Since the law has already established the valuation base, the process of determining the market value of real estate in LGUs will be shielded from any political considerations or influences. However, they will continue to be responsible for determining, changing, and regulating the tax rates and assessment levels applicable to those properties. This obligation will stay with them.

The Impact of the New Tax Law on Individuals Investing in Real Estate owners

Real property tax is a form of tax that is levied by the government at the municipal, county, or state level, and it is the responsibility of property owners to pay this tax. The following are examples of taxable properties: land, a building, any modifications made to either the building or the land, and machinery.

In the Philippines, land taxes must be paid by anybody whose name appears on titles and certificates of property or by anyone who owns real estate, regardless of whether the property is used for residential or commercial purposes. In 1991, the government of the Philippines enacted Republic Act 7160, more often known as the Local Government Code. The law gives municipal administrations the authority to develop and collect their own sources of income, giving them the ability to pay for public expenses with those funds rather than using tax dollars. One of these sources of income is comprised of levies placed on real property.

A 6% estate tax will be imposed on the value of any real estate that is passed on from one person to another, regardless of whether the property was acquired through purchase, inheritance, or charitable giving.

Also, the act established a basic education of up to 5 million pesos, which qualifies any net estate worth at 5 million pesos or fewer to tax exemptions. Additionally, agricultural assets with a maximum size of 3 hectares were exempted from the taxation as well. In addition to this, it was announced that the requirement for families to provide a death notice to the Bureau of Internal Revenue within one month of the passing of a family member would no longer be in effect. Furthermore, according to the report of the Senate committee, the current deadline for paying estate taxes, which is six months, may be extended to one year.

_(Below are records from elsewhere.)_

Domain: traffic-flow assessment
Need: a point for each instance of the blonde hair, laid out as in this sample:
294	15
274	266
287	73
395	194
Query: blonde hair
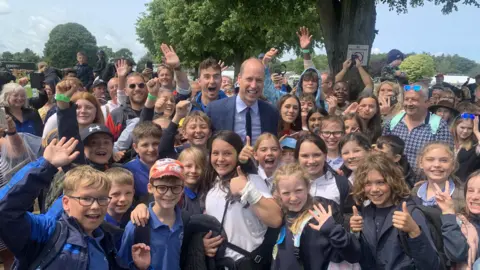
11	88
297	170
391	173
85	176
120	176
263	137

When it comes to the valuation of land in the Philippines, there are some standards that have been established to ensure uniformity, objectivity, and transparency in the process. When determining the value of land, the location as well as the ease of access to various economic activities are both taken into consideration. Lots that are more easily accessible, adjacent to city centers, and in densely populated, commercialized locations have a higher value than ones that are more remote and secluded.

Following the reduction of income tax rates by the government for people as well as enterprises, there will surely be a decline in the amount of tax revenue collected because this reduction was not accompanied by an increase in tax compliance or a surge in economic activity.

There is no denying that the method that is used to value property needs significant improvements immediately. The objective of this plan is not to raise land tax rates across the country at the same rate; rather, it is to broaden the income base of local government bodies, which will, in turn, lead to a rise in those entities’ tax collection from property owners.

Local government units able to pay their operations with property taxes?

The majority of the money collected from real property taxes comes from the many local levies (county, municipal, township, school district, and special district) that are placed on land and the enhancements made to it.

Real Property Valuation Reform

According to the provisions of the bill, all real properties, regardless of whether they are taxable or exempt, must be evaluated or appraised based on the prevailing market values in the locality where the real property is situated, in accordance with valuation standards. This is done for the purposes of determining its value.